Newly mobilized Ukrainian paratroopers fire a machine gun during a military drill near Zhytomyr, March 6, 2015. REUTERS/Valentyn Ogirenko
Newly mobilized Ukrainian paratroopers fire a machine gun during a military drill near Zhytomyr, March 6, 2015. REUTERS/Valentyn Ogirenko

When Deputy Secretary of State Antony Blinken visited Berlin on Thursday, he heaped praise on his hosts: “At no time in my experience has the relationship with Germany and the United States covered more issues around the world, covered them in a deeper fashion and in a more collaborative fashion than we’re doing today. It is truly extraordinary.” President Barack Obama is especially grateful for his partnership with Chancellor Angela Merkel, Blinken added.

Blinken’s effusiveness went beyond diplomatic protocol. Ready or not, Merkel has become the unlikely leader of the pro-Ukrainian cause. The war in Ukraine followed a long chain of unintended consequences, of which Germany’s new role may be the most surprising. Before Russia’s intervention in Ukraine a year ago, Obama was happy not to think about Europe at all. Russian President Vladimir Putin counted on commercial ties and World War II guilt to keep Germany neutralized. And Merkel placed an emphasis on “dialogue” with Russia and stability in Europe.

Russia’s unilateral redrawing of Ukraine’s borders has refocused minds in Germany. Putin’s annexation of Crimea, his lies that Russian troops were not involved, and his covert war in eastern Ukraine have eroded trust in the Kremlin. Germany’s political elite — unlike the isolationist, latently anti-American population at large —has no illusions that Putin’s actions are posing the greatest danger to European security since the Cold War.
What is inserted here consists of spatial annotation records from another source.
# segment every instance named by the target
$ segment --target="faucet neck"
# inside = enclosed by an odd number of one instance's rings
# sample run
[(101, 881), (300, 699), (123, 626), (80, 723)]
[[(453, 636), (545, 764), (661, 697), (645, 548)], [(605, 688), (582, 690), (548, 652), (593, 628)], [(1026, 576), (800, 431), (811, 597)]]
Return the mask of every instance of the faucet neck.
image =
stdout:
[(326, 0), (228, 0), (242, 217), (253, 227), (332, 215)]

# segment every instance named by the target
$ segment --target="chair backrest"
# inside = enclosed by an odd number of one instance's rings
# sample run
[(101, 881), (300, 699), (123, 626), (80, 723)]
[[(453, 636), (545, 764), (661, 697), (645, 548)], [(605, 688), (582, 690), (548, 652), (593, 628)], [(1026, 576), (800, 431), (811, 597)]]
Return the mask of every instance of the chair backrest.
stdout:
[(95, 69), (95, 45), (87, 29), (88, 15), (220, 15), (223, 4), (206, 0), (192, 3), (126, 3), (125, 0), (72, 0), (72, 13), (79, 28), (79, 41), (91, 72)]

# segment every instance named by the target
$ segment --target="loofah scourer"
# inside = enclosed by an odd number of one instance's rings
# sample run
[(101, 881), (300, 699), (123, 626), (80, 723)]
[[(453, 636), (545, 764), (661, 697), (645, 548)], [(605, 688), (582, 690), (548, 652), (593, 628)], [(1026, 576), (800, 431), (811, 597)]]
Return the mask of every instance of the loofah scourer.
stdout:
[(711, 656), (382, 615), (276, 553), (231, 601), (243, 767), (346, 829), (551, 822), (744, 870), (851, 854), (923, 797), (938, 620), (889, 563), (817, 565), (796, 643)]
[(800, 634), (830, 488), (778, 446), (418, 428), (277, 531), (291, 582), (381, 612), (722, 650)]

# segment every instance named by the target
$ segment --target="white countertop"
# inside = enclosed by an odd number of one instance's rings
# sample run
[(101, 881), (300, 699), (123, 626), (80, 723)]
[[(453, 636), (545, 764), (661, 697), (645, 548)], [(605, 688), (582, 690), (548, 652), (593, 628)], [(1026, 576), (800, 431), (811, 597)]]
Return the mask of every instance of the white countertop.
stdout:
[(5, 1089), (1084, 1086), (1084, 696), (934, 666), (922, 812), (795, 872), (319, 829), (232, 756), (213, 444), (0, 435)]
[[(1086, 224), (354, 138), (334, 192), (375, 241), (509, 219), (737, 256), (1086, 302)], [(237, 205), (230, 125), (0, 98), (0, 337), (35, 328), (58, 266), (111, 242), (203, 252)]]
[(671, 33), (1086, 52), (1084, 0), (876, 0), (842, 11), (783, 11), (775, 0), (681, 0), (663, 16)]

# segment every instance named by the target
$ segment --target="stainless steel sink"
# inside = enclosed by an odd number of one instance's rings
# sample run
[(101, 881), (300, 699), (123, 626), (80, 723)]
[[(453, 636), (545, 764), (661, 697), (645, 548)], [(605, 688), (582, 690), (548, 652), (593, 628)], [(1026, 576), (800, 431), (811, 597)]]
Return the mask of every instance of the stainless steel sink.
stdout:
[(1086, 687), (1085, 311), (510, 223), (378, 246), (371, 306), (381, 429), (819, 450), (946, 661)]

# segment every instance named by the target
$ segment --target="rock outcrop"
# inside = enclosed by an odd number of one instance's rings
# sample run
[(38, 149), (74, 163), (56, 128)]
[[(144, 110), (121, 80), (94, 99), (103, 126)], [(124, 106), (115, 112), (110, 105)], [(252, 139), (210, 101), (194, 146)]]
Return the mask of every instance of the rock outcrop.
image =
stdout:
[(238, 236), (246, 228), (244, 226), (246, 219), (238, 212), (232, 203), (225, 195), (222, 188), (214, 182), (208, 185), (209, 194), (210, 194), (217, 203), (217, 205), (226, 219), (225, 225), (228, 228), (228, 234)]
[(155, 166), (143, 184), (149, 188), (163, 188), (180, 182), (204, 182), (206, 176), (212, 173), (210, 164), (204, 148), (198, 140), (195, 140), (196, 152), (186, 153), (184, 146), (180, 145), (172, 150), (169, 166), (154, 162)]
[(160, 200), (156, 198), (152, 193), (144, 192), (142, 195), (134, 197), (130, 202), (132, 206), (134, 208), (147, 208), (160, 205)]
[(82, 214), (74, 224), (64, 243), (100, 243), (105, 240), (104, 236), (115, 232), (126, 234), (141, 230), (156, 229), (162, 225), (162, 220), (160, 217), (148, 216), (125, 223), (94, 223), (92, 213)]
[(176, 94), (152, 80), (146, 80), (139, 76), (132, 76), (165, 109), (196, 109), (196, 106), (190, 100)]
German Foreign Minister Frank-Walter Steinmeier, who hails from the traditionally Russophile Social Democrats, is the starkest example of this evolution. Steinmeier, together with his French and Polish counterparts, tried to negotiate a settlement between Viktor Yanukovych, then Ukraine’s president, and anti-government protesters in February 2014. Later, Steinmeier spearheaded Merkel’s efforts to find a diplomatic solution to the spiraling conflict through the revival of the so-called Minsk agreement. In the process, he suffered the same Kremlin lies that Secretary of State John Kerry complained about last week.

Coincidentally, Steinmeier has just completed an internal review process to bring the Foreign Ministry up to speed with Germany’s increasing responsibility in the world. The biggest change is the creation of a crisis management department whose function will be to identify — and prevent — crises before they blow up. After decades of being denied a foreign policy that went beyond external trade and development aid, Germany is learning to think strategically again.

The 28-member European Union, however, hasn’t even started to consider its strategic purpose. After the collapse of the Soviet empire 25 years ago, trade was supposed to become the new basis for peace on the continent, and the EU took in one eastern European country after the next — until it reached the borders of Ukraine. “We need a strategy,” EU foreign policy chief Federica Mogherini said at the Munich Security Conference last month. That realization has come a little late and shows how the EU stumbled into the conflict in Ukraine, trumpeting an association agreement while harboring no intention to offer the country membership anytime soon.

For Putin, on the other hand, Ukraine is of strategic significance, and he pounced on Crimea after his client Yanukovych fled Kiev. Although the Kremlin propaganda machine portrays the Maidan protest as a CIA-engineered putsch to oust Yanukovych, U.S. involvement in Ukraine
could best be described as an example of Obama’s foreign policy of studied disinterest. After failing to “reset” relations with Russia in his first term, the last thing the U.S. president wanted was to give Putin an opportunity to reappear on his radar. From the point of view of the White House, Europe was done and dusted — and Putin an alpha dog best not woken.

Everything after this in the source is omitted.